Muchdi was the former commander of the Indonesian Army’s Special Forces group involved in abducting activists. He was removed from his position just days after Soeharto’s resignation in May 1998 and retired from the Army the next year. 

In his court testimony, Muchdi confirmed that the mobile phone number was his, but he said the phone was frequently used by his driver and aides. He denied having ever met Pollycarpus, saying that he was in Kuala Lumpur that week without his phone. 

In December 2005, a Jakarta court sentenced Pollycarpus, who had moved Munir from an economy to a business class seat, to 14 years in prison for putting the poison in his meal. The court also sentenced Indra Setiawan, Garuda’s then-chief executive officer, and Rohanil Aini, Garuda’s then-chief secretary, to one-year prison terms for producing falsified documents that allowed Pollycarpus on the flight. 

In December 2008, the South Jakarta Court cleared Muchdi of responsibility in Munir’s killing due to a lack of evidence after trial proceedings dogged by allegations of witness intimidation. No senior figures in the security services have been held accountable. 

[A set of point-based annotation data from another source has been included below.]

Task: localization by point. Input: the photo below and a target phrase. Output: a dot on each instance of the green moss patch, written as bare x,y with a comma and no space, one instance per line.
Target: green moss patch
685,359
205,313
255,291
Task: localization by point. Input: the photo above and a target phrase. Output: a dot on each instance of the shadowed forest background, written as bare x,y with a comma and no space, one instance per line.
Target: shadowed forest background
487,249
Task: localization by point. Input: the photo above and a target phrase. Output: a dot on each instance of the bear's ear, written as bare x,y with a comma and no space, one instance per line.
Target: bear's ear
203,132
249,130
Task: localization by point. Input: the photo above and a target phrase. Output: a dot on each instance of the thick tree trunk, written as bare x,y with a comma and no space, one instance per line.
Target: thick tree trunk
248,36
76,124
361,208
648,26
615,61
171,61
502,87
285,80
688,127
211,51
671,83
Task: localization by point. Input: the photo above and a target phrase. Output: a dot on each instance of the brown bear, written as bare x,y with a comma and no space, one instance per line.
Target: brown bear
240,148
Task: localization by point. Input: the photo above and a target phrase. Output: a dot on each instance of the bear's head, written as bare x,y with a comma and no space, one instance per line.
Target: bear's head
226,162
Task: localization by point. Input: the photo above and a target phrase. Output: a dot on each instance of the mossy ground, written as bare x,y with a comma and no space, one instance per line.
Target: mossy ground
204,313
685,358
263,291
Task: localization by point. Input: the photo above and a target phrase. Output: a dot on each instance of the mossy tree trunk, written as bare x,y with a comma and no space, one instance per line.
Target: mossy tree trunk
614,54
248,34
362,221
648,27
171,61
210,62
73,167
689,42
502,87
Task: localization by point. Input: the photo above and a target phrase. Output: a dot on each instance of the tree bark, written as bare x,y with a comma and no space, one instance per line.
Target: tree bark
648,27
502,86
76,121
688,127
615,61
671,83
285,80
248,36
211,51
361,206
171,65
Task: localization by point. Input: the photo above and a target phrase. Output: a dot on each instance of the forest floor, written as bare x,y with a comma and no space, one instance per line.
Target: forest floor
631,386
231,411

When Alif was in first grade, despite his mother’s efforts to protect him, he saw a TV news report about the trial. He froze, shouting and screaming. 

When Diva was 2.5 years old, she suddenly asked her mother, “Why was Abah killed?” 

Suciwati said she was shocked. All she could do, she says, was hug her children, talk about their pain and try to heal. 

In 2010, the children wanted to move further away from Jakarta, so they moved to Batu in East Java. Suciwati built a small museum dedicated to Munir in Batu. 

Both children are now young adults. They are now making short films about their family and their father, with whom they had far too little time. 

Suciwati says that “Alif’s trauma is not over yet. But mine is also not over. How do you have closure after such a murder? How do you have a closure when you suspect that many of the perpetrators, those who knew about the plan, are still free, and even have more power?”  *** 


The writer is senior Indonesia researcher at Human Rights Watch.